Hi,
Crazed123 wrote:Yes, but how do I time them? With my stopwatch?!
For timing a set of instructions, typically you'd use the RDTSC instruction (ReaD Time Stamp Counter). RDTSC returns the number of cycles the CPU has done so far (the time stamp). By reading the time stamp at the start and end you can work out how many cycles the code took to run.
For e.g.:
Code: Select all
RDTSC
push eax
push edx
<code being timed>
RDTSC
pop ecx
pop ebx
sub eax,ebx
sbb edx,ecx ;edx:eax = number of cycles it took
To get very accurate results there's a pile of obvious and not-so-obvious things that need to be taken into account (the overhead that the measuring code itself adds, IRQs, CPU caches and instruction pipelines). Usually running the code 10 times in a row and finding the average is good enough for most things...

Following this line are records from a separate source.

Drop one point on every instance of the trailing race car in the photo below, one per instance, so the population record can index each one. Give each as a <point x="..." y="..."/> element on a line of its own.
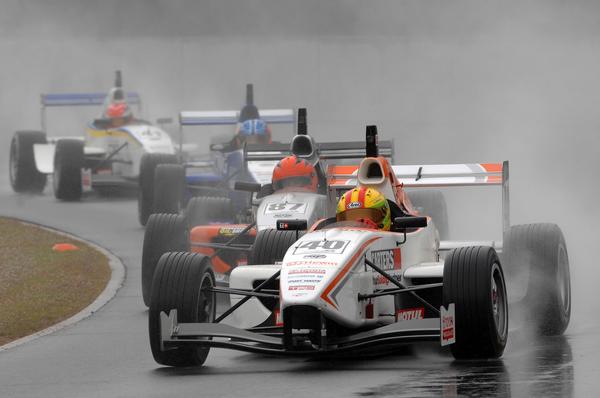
<point x="169" y="188"/>
<point x="374" y="276"/>
<point x="297" y="189"/>
<point x="107" y="157"/>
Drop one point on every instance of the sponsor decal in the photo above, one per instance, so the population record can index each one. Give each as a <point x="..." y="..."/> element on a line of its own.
<point x="315" y="256"/>
<point x="321" y="246"/>
<point x="286" y="207"/>
<point x="301" y="287"/>
<point x="353" y="205"/>
<point x="387" y="260"/>
<point x="447" y="325"/>
<point x="409" y="314"/>
<point x="86" y="179"/>
<point x="312" y="262"/>
<point x="230" y="230"/>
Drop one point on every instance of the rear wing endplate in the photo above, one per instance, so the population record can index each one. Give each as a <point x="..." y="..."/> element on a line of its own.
<point x="436" y="176"/>
<point x="212" y="118"/>
<point x="326" y="151"/>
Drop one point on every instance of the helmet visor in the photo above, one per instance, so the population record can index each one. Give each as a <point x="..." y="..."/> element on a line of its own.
<point x="374" y="215"/>
<point x="298" y="181"/>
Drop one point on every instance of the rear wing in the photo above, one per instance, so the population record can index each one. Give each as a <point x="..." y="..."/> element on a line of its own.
<point x="215" y="118"/>
<point x="436" y="176"/>
<point x="80" y="99"/>
<point x="326" y="151"/>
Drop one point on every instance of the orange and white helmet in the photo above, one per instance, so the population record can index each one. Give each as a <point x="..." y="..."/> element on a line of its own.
<point x="366" y="205"/>
<point x="292" y="171"/>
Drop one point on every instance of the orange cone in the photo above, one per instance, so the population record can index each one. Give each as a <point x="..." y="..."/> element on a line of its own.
<point x="64" y="247"/>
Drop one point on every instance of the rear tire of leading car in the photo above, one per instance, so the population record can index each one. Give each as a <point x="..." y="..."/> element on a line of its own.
<point x="164" y="233"/>
<point x="181" y="282"/>
<point x="148" y="164"/>
<point x="432" y="203"/>
<point x="68" y="162"/>
<point x="547" y="299"/>
<point x="474" y="282"/>
<point x="23" y="173"/>
<point x="169" y="185"/>
<point x="202" y="210"/>
<point x="271" y="245"/>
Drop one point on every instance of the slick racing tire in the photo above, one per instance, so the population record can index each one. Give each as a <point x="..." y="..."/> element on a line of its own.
<point x="433" y="204"/>
<point x="24" y="176"/>
<point x="182" y="282"/>
<point x="474" y="282"/>
<point x="271" y="245"/>
<point x="169" y="185"/>
<point x="148" y="164"/>
<point x="538" y="254"/>
<point x="202" y="210"/>
<point x="164" y="233"/>
<point x="68" y="162"/>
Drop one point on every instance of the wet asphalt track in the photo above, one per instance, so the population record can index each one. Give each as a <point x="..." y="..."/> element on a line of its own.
<point x="108" y="355"/>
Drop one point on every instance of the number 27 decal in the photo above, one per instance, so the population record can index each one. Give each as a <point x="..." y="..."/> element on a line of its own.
<point x="287" y="207"/>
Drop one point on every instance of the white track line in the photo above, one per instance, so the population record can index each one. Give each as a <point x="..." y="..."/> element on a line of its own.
<point x="114" y="284"/>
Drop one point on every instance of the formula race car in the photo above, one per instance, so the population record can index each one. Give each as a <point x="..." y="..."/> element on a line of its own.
<point x="107" y="157"/>
<point x="169" y="188"/>
<point x="298" y="191"/>
<point x="347" y="285"/>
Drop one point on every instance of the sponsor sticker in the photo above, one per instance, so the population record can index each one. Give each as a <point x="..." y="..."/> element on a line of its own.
<point x="86" y="179"/>
<point x="447" y="325"/>
<point x="286" y="207"/>
<point x="321" y="246"/>
<point x="409" y="314"/>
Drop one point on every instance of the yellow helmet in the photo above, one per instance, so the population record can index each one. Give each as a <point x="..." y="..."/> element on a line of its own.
<point x="362" y="204"/>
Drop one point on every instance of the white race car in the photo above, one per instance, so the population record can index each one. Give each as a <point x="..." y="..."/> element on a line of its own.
<point x="106" y="157"/>
<point x="348" y="287"/>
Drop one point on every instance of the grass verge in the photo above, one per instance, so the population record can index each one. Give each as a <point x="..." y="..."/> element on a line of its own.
<point x="40" y="287"/>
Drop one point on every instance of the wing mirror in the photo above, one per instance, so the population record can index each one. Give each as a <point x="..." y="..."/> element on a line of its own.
<point x="409" y="222"/>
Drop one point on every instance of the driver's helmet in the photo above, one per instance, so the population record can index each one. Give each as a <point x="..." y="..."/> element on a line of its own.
<point x="366" y="205"/>
<point x="119" y="113"/>
<point x="254" y="131"/>
<point x="292" y="171"/>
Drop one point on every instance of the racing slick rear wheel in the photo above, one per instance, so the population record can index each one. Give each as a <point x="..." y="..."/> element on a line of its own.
<point x="182" y="282"/>
<point x="24" y="176"/>
<point x="537" y="253"/>
<point x="474" y="282"/>
<point x="270" y="246"/>
<point x="169" y="183"/>
<point x="206" y="209"/>
<point x="68" y="162"/>
<point x="433" y="204"/>
<point x="148" y="164"/>
<point x="164" y="233"/>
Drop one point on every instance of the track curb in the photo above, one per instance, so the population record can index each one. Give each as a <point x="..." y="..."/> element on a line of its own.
<point x="117" y="277"/>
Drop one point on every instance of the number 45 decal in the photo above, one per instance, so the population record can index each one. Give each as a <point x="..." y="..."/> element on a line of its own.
<point x="285" y="207"/>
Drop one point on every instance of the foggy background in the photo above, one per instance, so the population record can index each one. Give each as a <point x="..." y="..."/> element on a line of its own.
<point x="460" y="81"/>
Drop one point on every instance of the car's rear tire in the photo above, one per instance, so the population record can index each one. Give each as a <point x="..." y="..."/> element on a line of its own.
<point x="181" y="283"/>
<point x="169" y="185"/>
<point x="271" y="245"/>
<point x="164" y="233"/>
<point x="148" y="164"/>
<point x="474" y="282"/>
<point x="68" y="162"/>
<point x="24" y="175"/>
<point x="202" y="210"/>
<point x="432" y="203"/>
<point x="537" y="253"/>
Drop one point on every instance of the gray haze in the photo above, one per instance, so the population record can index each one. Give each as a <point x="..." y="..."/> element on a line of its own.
<point x="448" y="81"/>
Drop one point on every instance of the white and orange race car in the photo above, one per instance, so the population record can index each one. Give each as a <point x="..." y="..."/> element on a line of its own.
<point x="346" y="286"/>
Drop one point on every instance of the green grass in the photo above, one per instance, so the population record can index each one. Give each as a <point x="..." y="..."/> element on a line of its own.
<point x="40" y="287"/>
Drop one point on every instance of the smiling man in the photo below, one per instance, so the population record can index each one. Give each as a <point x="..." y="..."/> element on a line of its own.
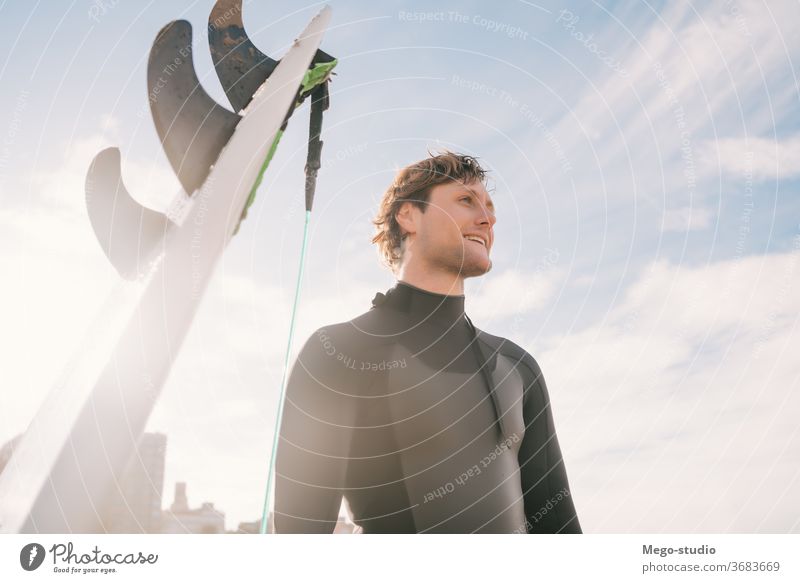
<point x="421" y="421"/>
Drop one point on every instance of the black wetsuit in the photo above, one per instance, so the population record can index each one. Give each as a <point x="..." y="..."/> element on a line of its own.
<point x="393" y="410"/>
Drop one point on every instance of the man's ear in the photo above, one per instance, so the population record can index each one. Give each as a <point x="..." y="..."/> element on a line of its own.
<point x="406" y="217"/>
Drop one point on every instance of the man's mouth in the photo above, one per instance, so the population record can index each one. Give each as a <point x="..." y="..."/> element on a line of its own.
<point x="476" y="238"/>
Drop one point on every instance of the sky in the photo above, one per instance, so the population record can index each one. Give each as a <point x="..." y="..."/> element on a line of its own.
<point x="645" y="164"/>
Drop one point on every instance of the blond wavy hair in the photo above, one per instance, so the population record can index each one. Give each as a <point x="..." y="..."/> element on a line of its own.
<point x="414" y="184"/>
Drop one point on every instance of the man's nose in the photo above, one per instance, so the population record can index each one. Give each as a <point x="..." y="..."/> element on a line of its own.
<point x="487" y="216"/>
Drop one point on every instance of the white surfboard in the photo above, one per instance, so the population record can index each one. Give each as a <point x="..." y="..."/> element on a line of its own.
<point x="89" y="424"/>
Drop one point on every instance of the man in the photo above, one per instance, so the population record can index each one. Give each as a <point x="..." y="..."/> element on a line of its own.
<point x="421" y="421"/>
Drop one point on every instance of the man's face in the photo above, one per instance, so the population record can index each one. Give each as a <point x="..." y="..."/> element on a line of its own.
<point x="445" y="234"/>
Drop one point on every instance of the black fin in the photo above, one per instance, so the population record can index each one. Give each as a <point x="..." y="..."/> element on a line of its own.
<point x="193" y="128"/>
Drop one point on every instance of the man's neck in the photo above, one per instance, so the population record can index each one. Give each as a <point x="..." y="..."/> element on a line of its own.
<point x="433" y="281"/>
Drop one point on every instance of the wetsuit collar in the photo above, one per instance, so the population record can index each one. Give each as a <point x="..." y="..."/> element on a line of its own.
<point x="422" y="303"/>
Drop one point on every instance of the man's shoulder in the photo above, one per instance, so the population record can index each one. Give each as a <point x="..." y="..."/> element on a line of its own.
<point x="510" y="349"/>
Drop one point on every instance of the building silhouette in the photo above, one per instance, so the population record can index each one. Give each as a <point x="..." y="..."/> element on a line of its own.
<point x="135" y="505"/>
<point x="181" y="519"/>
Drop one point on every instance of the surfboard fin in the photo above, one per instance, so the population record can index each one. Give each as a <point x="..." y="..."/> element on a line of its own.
<point x="193" y="128"/>
<point x="127" y="231"/>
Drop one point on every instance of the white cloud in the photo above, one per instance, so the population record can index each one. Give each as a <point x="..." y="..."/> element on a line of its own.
<point x="756" y="158"/>
<point x="678" y="412"/>
<point x="687" y="219"/>
<point x="512" y="292"/>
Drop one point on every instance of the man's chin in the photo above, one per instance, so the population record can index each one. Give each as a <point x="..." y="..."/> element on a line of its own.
<point x="476" y="268"/>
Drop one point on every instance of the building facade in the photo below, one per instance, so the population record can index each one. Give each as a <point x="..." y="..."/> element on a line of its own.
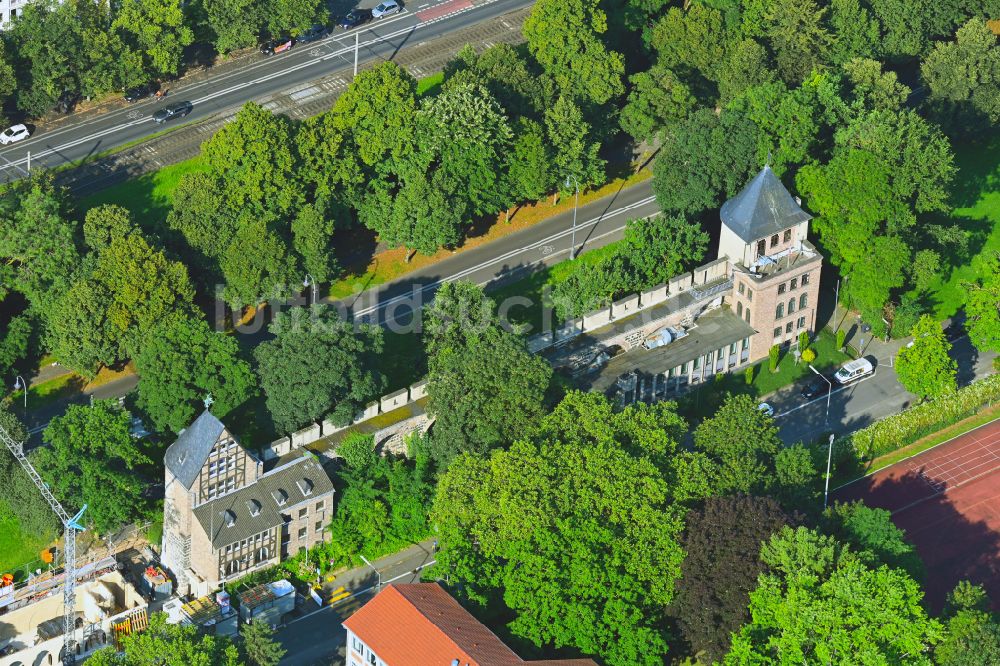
<point x="420" y="624"/>
<point x="224" y="516"/>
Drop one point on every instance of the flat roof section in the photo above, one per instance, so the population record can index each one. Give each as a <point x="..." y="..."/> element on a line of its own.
<point x="715" y="329"/>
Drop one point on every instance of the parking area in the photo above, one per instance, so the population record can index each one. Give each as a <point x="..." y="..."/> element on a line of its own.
<point x="947" y="500"/>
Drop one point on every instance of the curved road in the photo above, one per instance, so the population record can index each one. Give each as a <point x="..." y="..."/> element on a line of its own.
<point x="265" y="76"/>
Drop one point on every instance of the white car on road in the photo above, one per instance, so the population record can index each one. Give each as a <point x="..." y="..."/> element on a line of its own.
<point x="386" y="8"/>
<point x="14" y="134"/>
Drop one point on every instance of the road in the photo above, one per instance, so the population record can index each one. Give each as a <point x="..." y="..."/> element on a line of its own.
<point x="866" y="401"/>
<point x="76" y="140"/>
<point x="317" y="638"/>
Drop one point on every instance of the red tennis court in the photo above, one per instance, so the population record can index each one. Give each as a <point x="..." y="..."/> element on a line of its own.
<point x="947" y="500"/>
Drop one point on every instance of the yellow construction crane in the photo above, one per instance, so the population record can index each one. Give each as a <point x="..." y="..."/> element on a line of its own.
<point x="71" y="525"/>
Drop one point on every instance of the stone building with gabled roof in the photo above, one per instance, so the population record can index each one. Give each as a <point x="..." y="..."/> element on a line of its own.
<point x="224" y="516"/>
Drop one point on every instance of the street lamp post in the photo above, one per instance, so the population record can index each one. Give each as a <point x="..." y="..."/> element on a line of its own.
<point x="315" y="287"/>
<point x="21" y="384"/>
<point x="377" y="572"/>
<point x="829" y="391"/>
<point x="576" y="205"/>
<point x="829" y="456"/>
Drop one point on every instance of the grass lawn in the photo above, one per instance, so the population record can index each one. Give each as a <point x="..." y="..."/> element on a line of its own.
<point x="978" y="212"/>
<point x="16" y="547"/>
<point x="706" y="399"/>
<point x="148" y="197"/>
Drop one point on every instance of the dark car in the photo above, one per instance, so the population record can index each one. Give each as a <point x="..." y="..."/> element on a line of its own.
<point x="277" y="45"/>
<point x="141" y="92"/>
<point x="313" y="34"/>
<point x="178" y="110"/>
<point x="355" y="18"/>
<point x="816" y="387"/>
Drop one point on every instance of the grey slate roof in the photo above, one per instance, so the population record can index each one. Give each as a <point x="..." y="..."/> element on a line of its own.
<point x="211" y="515"/>
<point x="188" y="454"/>
<point x="762" y="209"/>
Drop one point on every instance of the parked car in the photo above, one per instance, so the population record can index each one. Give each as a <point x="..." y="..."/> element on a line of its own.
<point x="14" y="134"/>
<point x="853" y="371"/>
<point x="386" y="8"/>
<point x="355" y="18"/>
<point x="279" y="45"/>
<point x="178" y="110"/>
<point x="816" y="387"/>
<point x="313" y="34"/>
<point x="141" y="92"/>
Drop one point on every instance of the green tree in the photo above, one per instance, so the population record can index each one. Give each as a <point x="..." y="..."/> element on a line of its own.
<point x="254" y="160"/>
<point x="183" y="361"/>
<point x="661" y="247"/>
<point x="566" y="39"/>
<point x="573" y="154"/>
<point x="818" y="603"/>
<point x="924" y="367"/>
<point x="235" y="24"/>
<point x="657" y="99"/>
<point x="871" y="533"/>
<point x="259" y="646"/>
<point x="318" y="366"/>
<point x="964" y="78"/>
<point x="91" y="459"/>
<point x="982" y="305"/>
<point x="722" y="541"/>
<point x="741" y="441"/>
<point x="158" y="28"/>
<point x="484" y="392"/>
<point x="703" y="160"/>
<point x="538" y="524"/>
<point x="973" y="636"/>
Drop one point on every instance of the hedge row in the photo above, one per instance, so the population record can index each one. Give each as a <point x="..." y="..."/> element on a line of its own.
<point x="899" y="430"/>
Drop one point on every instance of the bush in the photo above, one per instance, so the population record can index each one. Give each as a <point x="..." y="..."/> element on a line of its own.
<point x="897" y="431"/>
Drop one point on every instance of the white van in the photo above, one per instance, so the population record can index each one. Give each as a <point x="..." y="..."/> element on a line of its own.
<point x="853" y="370"/>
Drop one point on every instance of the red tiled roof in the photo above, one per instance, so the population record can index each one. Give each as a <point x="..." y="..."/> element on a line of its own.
<point x="421" y="624"/>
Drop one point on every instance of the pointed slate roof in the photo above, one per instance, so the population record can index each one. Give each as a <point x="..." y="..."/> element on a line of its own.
<point x="762" y="209"/>
<point x="188" y="454"/>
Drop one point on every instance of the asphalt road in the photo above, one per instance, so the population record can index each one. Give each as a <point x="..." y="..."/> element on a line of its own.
<point x="865" y="401"/>
<point x="72" y="142"/>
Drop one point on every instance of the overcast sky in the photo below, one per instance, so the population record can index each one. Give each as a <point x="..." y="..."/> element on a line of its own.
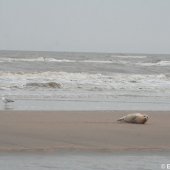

A quick note about Bochs (and QEMU too I think) - every instruction takes exactly 1 cycle! For example, as far as Bochs is concerned, something like "mov al,1" or "inc ebx" takes the same amount of time as "fdiv". Also there is no pipelining, so "mov eax,1; mov ebx, 1" will be counted as 2 cycles where a modern CPU will do both in one cycle (depending on the CPU of course). This means a highly tuned series of simple integer instructions will take the same number of cycles as a series of depandant floating point divisions - definately not accurate in any way.
Of course this isn't really
profiling as I understand it. For that you'd also need to consider how often each routine is used. For example, if one routine takes 4 seconds and it's run once a day and another routine takes 1 second but it's run once every minute, then you'd want to optimize the quicker routine before worrying about the slower routine.
For working out how often code is used there's 2 methods that I'm aware of. The first is to have a timer IRQ that takes a "sample" - if the timer interrupts routine A 100 times and interrupts routine B 20 times, then you can assume routine A is 5 times as important for performance. This can work for a lot of things, but disabling interrupts can distort the results.
The next method involves adding a counter at the beginning of every routine. For example:
Code: Select all
section .data
counterA: dd 0
counterB: dd 0
counterC: dd 0
section .text
routineA:
inc dword [counterA]
..do the work...
ret
routineB:
inc dword [counterB]
..do the work...
ret
routineC:
inc dword [counterC]
..do the work...
ret
This isn't effected by disabling interrupts, but can be tedious to implement.
In addition to all of this, there's the performance monitoring counters that are built into modern CPUs. These are all model specific (e.g. code designed for a Pentium 4 probably won't work on anything else), and they aren't easy to understand (I gave up). IIRC Intel makes a special tool for performance tuning windows applications that does use them. Anyway, if this sort of thing sounds interesting or useful to you, the details are in chapter 15 of Intel's system programming guide...
Cheers,
Brendan